Hours later, Wilbon went to Facebook and begin the inevitable backtrack from what he said in the magazine:
Greater Washington, D.C. is a wonderful place to live; I know because I've been here more than 30 years. It is NOT the country's best sports town, not close. I was quoted as saying that in a current issue of ESPN The Magazine and am taking a lot of flack for it, which is fine. But it's annoying as hell that a couple of colleagues, Dan Steinberg of The Post and Bram Weinstein of ESPN, felt the need to whine like little babies because I didn't speak a company line that agrees with their hypersensitive feelings.
Saying that places like New York, Boston, Philly, Chicago, Detroit and Los Angeles are better sports towns than D.C. is an easy and obvious observation to make, and you'd have to be a cheerleading fraud to be offended with anybody who makes it. It's not an insult to say D.C. isn't among the best sports towns in America. It's a pretty good sports town...but not great. One of the reasons I've chosen to live here since 1980 and loved doing so is that by-and-large most people here don't definte themselves by how the professional teams here do. I've always found that refreshing, enlightened.
Greater Washington is a more literate place than some of those I mentioned as better sports cities, has an greater range of attractions than some of them. It's too bad that Steinberg and Weinstein are so limited that they think making a fair observation about Washington as a sports town is a value judgement on greater Washington itself.

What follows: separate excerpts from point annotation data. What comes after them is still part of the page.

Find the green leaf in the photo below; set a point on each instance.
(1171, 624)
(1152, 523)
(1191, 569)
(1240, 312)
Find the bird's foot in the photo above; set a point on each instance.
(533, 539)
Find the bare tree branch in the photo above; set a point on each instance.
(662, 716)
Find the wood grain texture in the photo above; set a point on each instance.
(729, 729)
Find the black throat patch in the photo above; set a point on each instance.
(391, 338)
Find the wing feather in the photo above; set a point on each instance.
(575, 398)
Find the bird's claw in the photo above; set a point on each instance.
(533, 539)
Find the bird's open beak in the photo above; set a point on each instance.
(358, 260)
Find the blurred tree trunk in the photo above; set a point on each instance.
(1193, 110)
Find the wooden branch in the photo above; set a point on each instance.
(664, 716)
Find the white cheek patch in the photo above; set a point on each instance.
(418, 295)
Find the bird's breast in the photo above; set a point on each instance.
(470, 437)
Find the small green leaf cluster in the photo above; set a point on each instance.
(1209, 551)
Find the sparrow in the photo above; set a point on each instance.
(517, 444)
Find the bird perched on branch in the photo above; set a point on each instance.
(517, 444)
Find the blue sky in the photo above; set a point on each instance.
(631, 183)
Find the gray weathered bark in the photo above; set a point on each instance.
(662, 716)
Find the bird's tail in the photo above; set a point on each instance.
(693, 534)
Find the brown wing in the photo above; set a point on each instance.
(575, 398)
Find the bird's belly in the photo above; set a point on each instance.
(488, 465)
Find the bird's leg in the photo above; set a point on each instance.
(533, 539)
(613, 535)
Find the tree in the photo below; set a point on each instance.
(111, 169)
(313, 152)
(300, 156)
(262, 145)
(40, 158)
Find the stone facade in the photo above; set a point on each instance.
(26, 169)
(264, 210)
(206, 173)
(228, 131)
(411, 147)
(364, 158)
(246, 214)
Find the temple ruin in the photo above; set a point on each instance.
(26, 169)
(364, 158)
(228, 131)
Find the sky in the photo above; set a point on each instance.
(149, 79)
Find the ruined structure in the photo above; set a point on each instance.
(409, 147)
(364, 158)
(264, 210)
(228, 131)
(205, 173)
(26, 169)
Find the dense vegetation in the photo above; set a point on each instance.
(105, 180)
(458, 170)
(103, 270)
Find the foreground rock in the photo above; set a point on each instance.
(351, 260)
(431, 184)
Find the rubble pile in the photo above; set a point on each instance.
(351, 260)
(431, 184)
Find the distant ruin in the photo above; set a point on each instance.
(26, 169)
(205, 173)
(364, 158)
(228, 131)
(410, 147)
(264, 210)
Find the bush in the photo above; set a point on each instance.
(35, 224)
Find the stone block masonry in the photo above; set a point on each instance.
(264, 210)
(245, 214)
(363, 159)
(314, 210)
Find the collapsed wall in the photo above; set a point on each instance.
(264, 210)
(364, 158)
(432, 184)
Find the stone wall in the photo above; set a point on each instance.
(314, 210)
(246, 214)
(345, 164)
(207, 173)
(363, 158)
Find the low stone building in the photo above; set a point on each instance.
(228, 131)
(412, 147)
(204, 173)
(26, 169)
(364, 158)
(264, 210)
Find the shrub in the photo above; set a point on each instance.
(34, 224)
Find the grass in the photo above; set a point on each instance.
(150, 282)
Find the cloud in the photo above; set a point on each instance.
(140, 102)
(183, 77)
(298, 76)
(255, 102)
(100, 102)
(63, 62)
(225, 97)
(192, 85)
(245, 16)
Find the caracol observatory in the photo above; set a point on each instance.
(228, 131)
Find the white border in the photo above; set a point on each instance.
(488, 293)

It's refreshing to see that Wilbon's debate tactics rival that of a six-year-old child, no matter the medium. (Also, that Wilbon's primary defense is he made the "easy and obvious observation" that DC "isn't among the best sports towns in America" is utterly hilarious.) He wraps up the clarification by further trashing Weinstein and Steinberg, who responded today with his own, more-thought-out retort:
"It's a pretty good sports town…but not great," Wilbon wrote, a bland and innocuous observation that would have caused exactly zero interest had he used it in his magazine discourse.
Of course, Wilbon chose to cover up his embarrassment at so quickly retreating from the "terrible" description by taking repeated shots at Bram Weinstein and me, which is cool. I get it. Changing the subject is a perfectly appropriate way to divert attention, and one I've frequently used.

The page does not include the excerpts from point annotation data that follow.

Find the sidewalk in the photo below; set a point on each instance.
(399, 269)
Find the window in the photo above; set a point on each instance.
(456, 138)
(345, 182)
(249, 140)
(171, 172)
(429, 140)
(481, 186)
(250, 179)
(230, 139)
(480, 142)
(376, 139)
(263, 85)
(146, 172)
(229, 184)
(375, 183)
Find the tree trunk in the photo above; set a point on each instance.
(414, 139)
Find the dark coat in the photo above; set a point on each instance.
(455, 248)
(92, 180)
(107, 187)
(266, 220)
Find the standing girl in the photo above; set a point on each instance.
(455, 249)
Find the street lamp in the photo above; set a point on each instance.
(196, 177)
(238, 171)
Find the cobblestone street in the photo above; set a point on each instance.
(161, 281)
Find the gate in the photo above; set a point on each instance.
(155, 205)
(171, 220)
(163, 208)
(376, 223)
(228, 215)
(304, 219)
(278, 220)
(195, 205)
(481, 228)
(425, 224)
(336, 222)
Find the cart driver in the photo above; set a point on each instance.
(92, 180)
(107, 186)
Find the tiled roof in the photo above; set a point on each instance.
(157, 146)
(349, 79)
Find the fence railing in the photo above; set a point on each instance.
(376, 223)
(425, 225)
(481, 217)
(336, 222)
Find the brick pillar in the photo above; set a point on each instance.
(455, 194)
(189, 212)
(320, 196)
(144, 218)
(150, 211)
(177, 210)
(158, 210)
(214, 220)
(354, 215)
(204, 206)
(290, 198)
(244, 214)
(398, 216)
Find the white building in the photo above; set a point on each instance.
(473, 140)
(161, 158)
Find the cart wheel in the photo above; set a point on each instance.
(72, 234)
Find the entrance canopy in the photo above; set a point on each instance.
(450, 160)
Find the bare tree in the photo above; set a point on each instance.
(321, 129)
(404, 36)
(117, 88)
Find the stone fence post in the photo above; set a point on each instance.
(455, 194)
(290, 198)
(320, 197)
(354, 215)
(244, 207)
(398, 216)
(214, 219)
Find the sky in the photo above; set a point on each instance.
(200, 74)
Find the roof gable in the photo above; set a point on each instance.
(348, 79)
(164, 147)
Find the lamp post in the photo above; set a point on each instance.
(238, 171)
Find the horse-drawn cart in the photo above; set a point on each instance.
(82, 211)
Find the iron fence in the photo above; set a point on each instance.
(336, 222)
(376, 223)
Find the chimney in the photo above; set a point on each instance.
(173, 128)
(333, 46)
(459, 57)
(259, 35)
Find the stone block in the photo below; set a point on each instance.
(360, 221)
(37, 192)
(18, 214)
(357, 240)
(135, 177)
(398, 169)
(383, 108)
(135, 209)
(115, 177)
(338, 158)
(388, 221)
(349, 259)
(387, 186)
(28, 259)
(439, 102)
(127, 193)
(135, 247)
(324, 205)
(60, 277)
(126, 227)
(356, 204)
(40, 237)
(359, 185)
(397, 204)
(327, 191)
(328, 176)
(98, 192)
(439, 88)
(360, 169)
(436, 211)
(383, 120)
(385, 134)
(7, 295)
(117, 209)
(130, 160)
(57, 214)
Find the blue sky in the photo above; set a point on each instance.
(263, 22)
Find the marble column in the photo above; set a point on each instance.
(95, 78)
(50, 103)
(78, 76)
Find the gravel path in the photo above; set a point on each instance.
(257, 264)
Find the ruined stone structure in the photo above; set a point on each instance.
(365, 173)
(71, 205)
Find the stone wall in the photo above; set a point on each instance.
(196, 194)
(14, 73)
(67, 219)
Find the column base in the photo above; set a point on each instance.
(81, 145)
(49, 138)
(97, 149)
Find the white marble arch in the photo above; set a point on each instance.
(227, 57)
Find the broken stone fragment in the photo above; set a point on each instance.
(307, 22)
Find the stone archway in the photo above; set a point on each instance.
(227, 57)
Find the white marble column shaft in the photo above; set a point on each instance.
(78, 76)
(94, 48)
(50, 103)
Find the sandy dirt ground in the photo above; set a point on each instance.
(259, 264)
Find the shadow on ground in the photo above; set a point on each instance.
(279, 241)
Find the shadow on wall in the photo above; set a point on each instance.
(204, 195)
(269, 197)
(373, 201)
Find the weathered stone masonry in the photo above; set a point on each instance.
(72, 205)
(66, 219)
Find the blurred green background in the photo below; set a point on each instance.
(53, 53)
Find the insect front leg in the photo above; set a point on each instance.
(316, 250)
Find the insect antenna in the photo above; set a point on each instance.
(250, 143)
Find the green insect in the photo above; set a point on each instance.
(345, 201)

I think it's great that Wilbon is still willing to speak truth to power between rounds at Columbia, celebrity roasts and expense-account lunches with Earvin. My only counter would be that it's cool to speak truth to power when the power is a team owner, or a sports network, or a washed-up quarterback living on past accomplishments. Flaming ordinary sports fans in your town for not being passionate enough strikes me as a less noble journalistic mission.
Which, really, was my only point. I've frequently written that D.C.'s passion - measured by television ratings, attendance and so on - is much different than in the cities Wilbon extolls. I think you can make that point without reveling in it.
Weinstein later apologized for using the term "carpetbagger," though he stands by his issues with Wilbon's piece.
So does Wilbon actually believe that DC is a "terrible" sports town? That's "it's last," whatever that means? We may never know completely for sure, but this is the first time in years everyone seems to be debating the merits of something Wilbon said, so I guess it's mission accomplished for him there.